HER2標的薬剤として、トラスツズマブやラパチニブ、ペルツズマブを、抗がん剤としてアントラサイクリン系とタキサン系を併用して治療する。
トリプルネガティブ型
トリプルネガティブ型は乳がんの1~2割を占める。
ホルモン受容体とHER2が陰性でそれらに拮抗する薬を使用できないため、抗がん剤が主体となる。術前または術後の化学療法としてアントラサイクリン系とタキサン系の順次投与(FEC療法、AC療法、EC療法等)が行われる。
トリプルネガティブ乳癌の周術期治療と1次治療におけるICIの活用(日経メディカル)

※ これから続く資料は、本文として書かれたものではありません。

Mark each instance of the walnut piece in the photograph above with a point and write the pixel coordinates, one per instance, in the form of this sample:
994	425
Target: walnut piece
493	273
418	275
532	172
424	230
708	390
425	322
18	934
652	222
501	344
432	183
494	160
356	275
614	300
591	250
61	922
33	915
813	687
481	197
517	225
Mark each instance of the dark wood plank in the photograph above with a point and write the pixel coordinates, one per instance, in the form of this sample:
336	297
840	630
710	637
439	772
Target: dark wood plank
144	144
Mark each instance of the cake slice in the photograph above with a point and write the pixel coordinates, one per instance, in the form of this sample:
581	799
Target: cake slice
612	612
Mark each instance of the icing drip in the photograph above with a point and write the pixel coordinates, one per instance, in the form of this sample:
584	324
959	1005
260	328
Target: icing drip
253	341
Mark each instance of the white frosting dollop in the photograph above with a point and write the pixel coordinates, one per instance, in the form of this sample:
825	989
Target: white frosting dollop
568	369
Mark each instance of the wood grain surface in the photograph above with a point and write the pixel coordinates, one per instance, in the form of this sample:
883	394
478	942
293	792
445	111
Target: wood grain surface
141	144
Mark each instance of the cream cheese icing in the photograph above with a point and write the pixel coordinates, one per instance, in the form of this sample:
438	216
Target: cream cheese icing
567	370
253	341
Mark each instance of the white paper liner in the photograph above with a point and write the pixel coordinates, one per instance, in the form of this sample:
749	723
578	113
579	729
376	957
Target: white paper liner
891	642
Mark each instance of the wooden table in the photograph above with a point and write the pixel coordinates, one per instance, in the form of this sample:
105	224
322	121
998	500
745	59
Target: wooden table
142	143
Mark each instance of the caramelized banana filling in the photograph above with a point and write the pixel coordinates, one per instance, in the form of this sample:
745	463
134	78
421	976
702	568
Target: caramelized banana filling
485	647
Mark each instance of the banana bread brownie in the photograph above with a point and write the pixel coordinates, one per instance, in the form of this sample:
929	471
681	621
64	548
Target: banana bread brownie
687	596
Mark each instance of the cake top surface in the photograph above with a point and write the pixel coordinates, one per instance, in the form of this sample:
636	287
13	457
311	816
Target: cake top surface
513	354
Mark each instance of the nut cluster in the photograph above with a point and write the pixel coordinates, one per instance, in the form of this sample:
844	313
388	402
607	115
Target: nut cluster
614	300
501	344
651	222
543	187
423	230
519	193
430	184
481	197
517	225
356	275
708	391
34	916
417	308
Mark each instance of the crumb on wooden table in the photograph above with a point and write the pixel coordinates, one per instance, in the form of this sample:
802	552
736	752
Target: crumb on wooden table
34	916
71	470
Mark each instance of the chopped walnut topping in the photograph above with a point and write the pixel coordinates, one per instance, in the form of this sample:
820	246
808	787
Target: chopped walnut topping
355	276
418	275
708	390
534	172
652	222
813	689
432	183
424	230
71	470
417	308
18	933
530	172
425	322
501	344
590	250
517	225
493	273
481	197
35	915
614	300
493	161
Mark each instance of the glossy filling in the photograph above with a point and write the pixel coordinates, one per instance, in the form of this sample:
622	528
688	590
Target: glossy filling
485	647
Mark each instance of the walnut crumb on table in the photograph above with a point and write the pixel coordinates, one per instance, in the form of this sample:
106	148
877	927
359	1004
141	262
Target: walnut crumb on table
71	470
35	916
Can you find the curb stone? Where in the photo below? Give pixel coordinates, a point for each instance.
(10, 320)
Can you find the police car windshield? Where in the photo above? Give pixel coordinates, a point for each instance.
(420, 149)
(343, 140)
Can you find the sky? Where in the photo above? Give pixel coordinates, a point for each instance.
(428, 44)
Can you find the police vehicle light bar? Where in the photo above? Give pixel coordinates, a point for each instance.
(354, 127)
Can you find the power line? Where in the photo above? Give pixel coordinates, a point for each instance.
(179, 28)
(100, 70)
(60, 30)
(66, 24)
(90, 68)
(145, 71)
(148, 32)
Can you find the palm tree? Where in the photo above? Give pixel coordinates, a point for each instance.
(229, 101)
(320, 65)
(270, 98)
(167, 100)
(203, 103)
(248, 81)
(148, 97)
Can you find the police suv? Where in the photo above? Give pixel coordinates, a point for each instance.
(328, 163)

FEC療法の点滴では、生食→吐き気止め→エピルシン投与→シクロホスファミド投与→フルオロウラシル投与→生食の合計2時間を、3週間毎に4~6サイクル繰り返す。
以下乳がんの薬
- アリミデックス(アナストロゾール)・・・アロマターゼ阻害。閉経後乳がん
- アロマシン(エキセメスタン)・・・アロマターゼ阻害。閉経後乳がん
- フェマーラ(レトロゾール)・・・アロマターゼ阻害。閉経後乳がん
- ノルバデックス(タモキシフェン)・・・SERM(エストロゲン受容体拮抗薬)。乳がん。SERMなので乳腺と子宮には抗エストロゲン作用、骨と脂質代謝にはエストロゲン作用を示す。
- フェアストン(トレミフェン)・・・SERM(エストロゲン受容体拮抗薬)。閉経後乳がん
- フェソロデックス(フルベストラント)・・・エストロゲン受容体拮抗薬。閉経後乳がん
- ヒスロンH(メドロキシプロゲステロン)・・・黄体ホルモン。乳がん、子宮体がん
- ゾラデックス(ゴセレリン)・・・GnRHアゴニスト。子宮内膜症、閉経後乳がん、前立腺がん
- リープリン(リュープロレリン)・・・GnRHアゴニスト。子宮内膜症、子宮筋腫、閉経後乳がん、前立腺がん
- ゴナックス(デガレリクス)・・・GnRHアンタゴニスト。前立腺がん
- チオデロン(メピチオスタン)・・・エストロゲン受容体拮抗薬(競合阻害)。乳がん
- プロセキソール(エチニルエストラジオール)・・・エストロゲン製剤。前立腺がん、閉経後末期乳がん。